EUR/USD rises above 1.1650 as Fed cut bets weigh on USD, but France’s downgrade clouds Euro outlook

The EUR/USD pair extended its advance to around 1.1670 during Monday’s early European session, buoyed by a weaker US Dollar as investors fully priced in expectations of a Federal Reserve rate cut later this month. According to the CME FedWatch Tool, markets are assigning nearly a 100% probability that the Fed will lower rates by 25 basis points at its October 28–29 meeting, bringing the federal funds rate down to the 3.75%–4.00% range.
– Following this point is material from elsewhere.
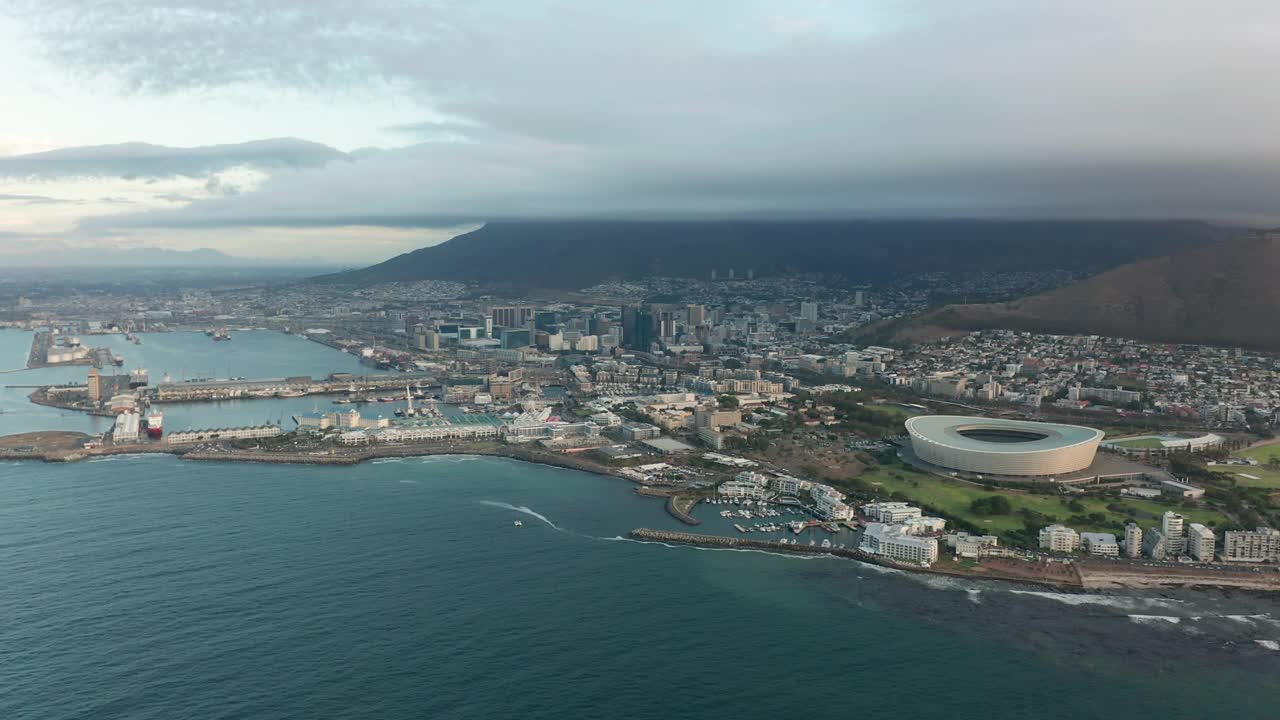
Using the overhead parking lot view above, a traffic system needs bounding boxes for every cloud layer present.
[0,0,1280,252]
The greenback also remains under pressure amid the ongoing US federal government shutdown, which has now stretched into its 20th day — the third-longest funding lapse in modern history. The prolonged political stalemate in Washington continues to undermine confidence in the USD, giving the Euro room to strengthen.
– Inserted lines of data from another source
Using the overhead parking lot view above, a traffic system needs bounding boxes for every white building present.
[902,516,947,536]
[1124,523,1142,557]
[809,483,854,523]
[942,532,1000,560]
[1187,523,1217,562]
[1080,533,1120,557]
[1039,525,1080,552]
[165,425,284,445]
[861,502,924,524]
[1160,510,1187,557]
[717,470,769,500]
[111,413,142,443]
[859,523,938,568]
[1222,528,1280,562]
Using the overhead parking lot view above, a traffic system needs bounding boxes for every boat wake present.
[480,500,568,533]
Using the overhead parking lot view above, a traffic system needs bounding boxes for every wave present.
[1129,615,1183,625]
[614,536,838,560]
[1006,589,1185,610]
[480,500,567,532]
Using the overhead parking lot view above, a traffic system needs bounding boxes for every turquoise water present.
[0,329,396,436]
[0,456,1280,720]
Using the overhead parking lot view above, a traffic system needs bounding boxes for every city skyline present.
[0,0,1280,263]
However, the upside for the shared currency appears limited after S&P Global Ratings downgraded France’s sovereign credit rating to A+ from AA- over the weekend, citing rising budget uncertainty and growing fiscal imbalances. The downgrade marks the second time in just over a month that France has lost its AA- rating from a major agency, following similar moves by Fitch and DBRS.

The downgrade came amid heightened political tension in Paris, where Prime Minister Sébastien Lecornu narrowly survived two no-confidence votes last week. To maintain support, his government was forced to shelve President Emmanuel Macron’s controversial 2023 pension reform — a move that underscored the fragile political landscape.
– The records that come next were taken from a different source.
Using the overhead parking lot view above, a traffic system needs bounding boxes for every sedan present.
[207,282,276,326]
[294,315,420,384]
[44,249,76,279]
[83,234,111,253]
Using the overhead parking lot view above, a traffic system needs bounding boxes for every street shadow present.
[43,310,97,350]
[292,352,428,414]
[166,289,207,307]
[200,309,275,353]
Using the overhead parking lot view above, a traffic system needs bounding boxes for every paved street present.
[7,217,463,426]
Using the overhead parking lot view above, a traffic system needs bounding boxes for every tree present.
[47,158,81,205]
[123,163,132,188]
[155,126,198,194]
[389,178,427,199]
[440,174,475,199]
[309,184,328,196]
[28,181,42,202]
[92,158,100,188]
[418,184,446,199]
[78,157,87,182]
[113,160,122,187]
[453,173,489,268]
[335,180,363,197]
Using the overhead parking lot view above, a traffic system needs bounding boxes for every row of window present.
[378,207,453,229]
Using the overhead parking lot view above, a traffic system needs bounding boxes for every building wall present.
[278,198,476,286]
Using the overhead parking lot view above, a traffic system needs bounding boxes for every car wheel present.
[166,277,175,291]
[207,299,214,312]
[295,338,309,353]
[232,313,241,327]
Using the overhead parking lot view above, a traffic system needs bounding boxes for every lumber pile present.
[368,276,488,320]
These developments have raised concerns about France’s fiscal trajectory and could weigh on the broader Eurozone outlook, potentially capping further gains in the Euro against the Dollar.

Looking ahead, traders will closely monitor Germany’s September Producer Price Index (PPI) data due later on Monday for additional clues on inflation dynamics and potential implications for the European Central Bank’s policy stance.